Sin el aporte del agro, los productos de exportación que se pusieron al hombro la dinámica agregada, apunta Abeceb, fueron los automóviles, tractores, velocípedos y demás vehículos terrestres (US$ 192 millones); carne bovina, deshuesada, congelada (US$64 millones); aceite de girasol en bruto (US$44 millones); minerales de cobre y sus concentrados (USD 32 millones) y limones (USD 28 millones).

Por el contrario, por las contingencias climáticas se cruzaron de vereda los porotos de soja, excluidos para siembra, para los que hubo que pagar US$ 204 millones, y para abonos, otros US$ 76 millones.

Otros comportamientos que empujaron para abajo la aguja del déficit comercial en el mes de referencia fueron harina y pellets de la extracción del aceite de soja (US$ -84 millones); aceite de soja en bruto, incluso desgomado (US$ -58 millones); oro para uso no monetario (US$ -36 millones); maníes preparados o conservados (US$ -27 millones); biodiésel y sus mezclas (US$ -19 millones).

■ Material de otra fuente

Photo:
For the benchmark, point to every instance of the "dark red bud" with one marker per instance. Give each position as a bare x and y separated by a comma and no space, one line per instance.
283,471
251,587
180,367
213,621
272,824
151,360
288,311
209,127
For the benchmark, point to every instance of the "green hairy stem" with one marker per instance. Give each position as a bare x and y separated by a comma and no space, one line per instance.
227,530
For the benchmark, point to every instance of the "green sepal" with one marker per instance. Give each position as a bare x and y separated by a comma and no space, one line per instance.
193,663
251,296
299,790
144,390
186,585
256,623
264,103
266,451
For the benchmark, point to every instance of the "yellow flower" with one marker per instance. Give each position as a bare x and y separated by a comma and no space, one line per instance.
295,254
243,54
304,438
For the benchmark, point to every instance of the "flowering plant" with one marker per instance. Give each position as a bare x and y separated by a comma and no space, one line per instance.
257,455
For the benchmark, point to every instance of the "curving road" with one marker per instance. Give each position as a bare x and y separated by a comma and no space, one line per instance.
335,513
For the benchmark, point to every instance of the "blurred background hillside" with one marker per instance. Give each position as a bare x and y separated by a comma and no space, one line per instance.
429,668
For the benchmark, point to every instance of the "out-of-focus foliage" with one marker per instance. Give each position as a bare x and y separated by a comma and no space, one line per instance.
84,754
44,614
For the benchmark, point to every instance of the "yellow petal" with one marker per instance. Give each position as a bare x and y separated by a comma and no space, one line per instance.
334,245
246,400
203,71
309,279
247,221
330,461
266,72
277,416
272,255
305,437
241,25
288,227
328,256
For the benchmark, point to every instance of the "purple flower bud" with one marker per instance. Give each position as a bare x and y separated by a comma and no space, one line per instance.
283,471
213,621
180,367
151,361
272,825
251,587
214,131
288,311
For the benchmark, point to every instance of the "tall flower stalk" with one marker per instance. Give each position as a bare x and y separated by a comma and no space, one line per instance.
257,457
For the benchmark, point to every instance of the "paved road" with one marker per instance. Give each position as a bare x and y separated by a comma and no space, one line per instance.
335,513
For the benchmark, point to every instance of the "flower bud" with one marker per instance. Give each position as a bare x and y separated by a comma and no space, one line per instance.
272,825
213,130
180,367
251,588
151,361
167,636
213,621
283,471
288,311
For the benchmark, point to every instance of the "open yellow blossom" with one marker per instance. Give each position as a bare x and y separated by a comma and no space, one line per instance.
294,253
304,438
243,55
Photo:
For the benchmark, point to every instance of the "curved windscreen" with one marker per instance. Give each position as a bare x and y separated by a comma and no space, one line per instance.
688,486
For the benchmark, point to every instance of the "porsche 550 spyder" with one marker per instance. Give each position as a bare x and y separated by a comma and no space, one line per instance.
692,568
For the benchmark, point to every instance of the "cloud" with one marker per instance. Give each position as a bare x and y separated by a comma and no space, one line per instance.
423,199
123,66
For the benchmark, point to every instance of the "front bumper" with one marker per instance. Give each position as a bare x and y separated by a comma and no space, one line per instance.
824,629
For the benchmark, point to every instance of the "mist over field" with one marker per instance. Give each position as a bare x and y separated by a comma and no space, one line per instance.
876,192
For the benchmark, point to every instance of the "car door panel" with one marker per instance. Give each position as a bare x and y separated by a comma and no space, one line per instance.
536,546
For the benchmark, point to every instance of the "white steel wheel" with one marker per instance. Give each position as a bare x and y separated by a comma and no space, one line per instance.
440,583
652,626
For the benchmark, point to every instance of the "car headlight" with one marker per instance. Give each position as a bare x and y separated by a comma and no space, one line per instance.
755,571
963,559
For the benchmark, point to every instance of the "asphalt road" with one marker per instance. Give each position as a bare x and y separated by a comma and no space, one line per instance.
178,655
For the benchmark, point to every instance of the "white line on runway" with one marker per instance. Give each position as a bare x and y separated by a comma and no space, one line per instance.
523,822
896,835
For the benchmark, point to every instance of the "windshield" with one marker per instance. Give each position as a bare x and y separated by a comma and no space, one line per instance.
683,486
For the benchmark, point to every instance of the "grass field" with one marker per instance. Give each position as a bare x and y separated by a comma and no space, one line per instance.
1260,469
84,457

En la columna importadora, el aumento en el precio del petróleo y la pesadez de la producción local para ir sustituyendo el abastecimiento externo hicieron saltar en agosto +57,1% interanual el rubro combustibles y lubricantes (US$ 301 millones), dentro de los cuales por aceites crudos de petróleo se gastó US$ -49 millones menos, en tanto que los bienes intermedios avanzaron 16,7% más.

Los que perdieron dinamismo fueron las adquisiciones de bienes de capital, que el gobierno mencionaba el año pasado como indicador de que había inversiones y bajaron -24,9% el mes pasado. Acompañaron las piezas y accesorios para bienes de capital:-9,4%.

Los vehículos automotores de pasajeros fueron otros que resignaron posiciones: – 15,3%. Asimismo, automóviles, tractores, velocípedos y demás rodados terrestres resignaron US$ -208 millones.

Y los bienes de consumo traídos de afuera, de los que se puede esperar cualquier número de caída, tuvieron una retracción del- 4,0%. Por computadoras, teléfonos y sus partes se importaron US$ -149 millones menos.